I have lumped the 7 Beggars together because Rebbe Nachman did as well. Presumably they each were their own Lamed Vavnick and their obstacles were all different. We have already learned that many of the Lamed Vavnickim lived secluded lives, hidden lives, and deal with great hardships; the 7 Beggars personify those ideas.
In the story (using Rabbi Aryeh Kaplan’s translation), which I will explain briefly, two children were in need after their community fled. Suddenly, a beggar appeared with bread to help them. It says “The children realized that God was watching over them, and had brought them this blind beggar to give them food.” The beggar was blind and facing hardships but found it in himself to help the children. Later the beggar says to them, “You think that I am blind. Actually, I am not blind at all. But the entire duration of the world’s existence is not considered by me to be even like the blink of an eye.”

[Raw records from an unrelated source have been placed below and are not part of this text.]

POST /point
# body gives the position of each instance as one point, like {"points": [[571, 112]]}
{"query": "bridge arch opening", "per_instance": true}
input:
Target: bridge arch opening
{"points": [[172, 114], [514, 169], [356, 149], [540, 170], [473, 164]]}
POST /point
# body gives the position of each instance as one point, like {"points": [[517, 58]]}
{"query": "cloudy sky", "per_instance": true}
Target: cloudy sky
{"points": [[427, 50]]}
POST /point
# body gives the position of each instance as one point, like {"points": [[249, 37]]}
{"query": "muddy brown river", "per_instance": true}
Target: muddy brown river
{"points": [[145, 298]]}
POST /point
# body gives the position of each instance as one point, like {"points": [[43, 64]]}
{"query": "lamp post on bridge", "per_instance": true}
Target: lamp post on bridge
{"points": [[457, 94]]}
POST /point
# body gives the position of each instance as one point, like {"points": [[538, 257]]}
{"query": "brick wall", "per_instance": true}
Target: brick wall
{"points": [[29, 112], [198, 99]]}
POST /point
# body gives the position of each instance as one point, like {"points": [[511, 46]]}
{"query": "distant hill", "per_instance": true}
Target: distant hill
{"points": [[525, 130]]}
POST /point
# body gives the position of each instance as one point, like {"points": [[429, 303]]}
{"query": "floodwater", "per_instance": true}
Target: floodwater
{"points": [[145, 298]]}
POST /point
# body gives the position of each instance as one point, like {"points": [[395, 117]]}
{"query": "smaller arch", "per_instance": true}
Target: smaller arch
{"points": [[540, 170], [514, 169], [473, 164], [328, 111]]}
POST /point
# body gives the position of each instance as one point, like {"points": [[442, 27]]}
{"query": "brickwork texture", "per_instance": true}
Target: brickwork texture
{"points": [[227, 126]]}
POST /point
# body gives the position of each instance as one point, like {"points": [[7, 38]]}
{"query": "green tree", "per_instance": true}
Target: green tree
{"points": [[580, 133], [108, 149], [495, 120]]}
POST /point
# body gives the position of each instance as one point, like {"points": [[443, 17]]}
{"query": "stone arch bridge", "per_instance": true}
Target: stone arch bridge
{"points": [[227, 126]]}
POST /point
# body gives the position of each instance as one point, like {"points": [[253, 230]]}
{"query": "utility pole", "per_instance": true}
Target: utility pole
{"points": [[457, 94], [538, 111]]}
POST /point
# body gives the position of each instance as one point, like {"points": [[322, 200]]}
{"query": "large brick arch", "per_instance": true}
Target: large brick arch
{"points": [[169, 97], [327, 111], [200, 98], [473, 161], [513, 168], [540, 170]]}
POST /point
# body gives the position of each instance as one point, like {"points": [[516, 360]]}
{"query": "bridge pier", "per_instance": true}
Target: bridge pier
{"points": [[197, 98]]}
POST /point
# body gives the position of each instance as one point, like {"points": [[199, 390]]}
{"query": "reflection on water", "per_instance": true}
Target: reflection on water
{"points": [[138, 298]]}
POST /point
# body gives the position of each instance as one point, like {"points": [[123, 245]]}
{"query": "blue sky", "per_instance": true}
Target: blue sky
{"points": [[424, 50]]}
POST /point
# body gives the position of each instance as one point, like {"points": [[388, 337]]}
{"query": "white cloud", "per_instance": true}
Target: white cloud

The children grow up and get married. They encounter other beggars, stories and blessings. These stories, the people in which Rebbe Nachman used to bring light to the world could have been completely fictional. But there is a realness to their existence and with Rebbe Nachman’s ability to help hide powerful Jewish truths in the mysteries of the world around everyone; I am led to believe there is some amount of reality at the root of the story.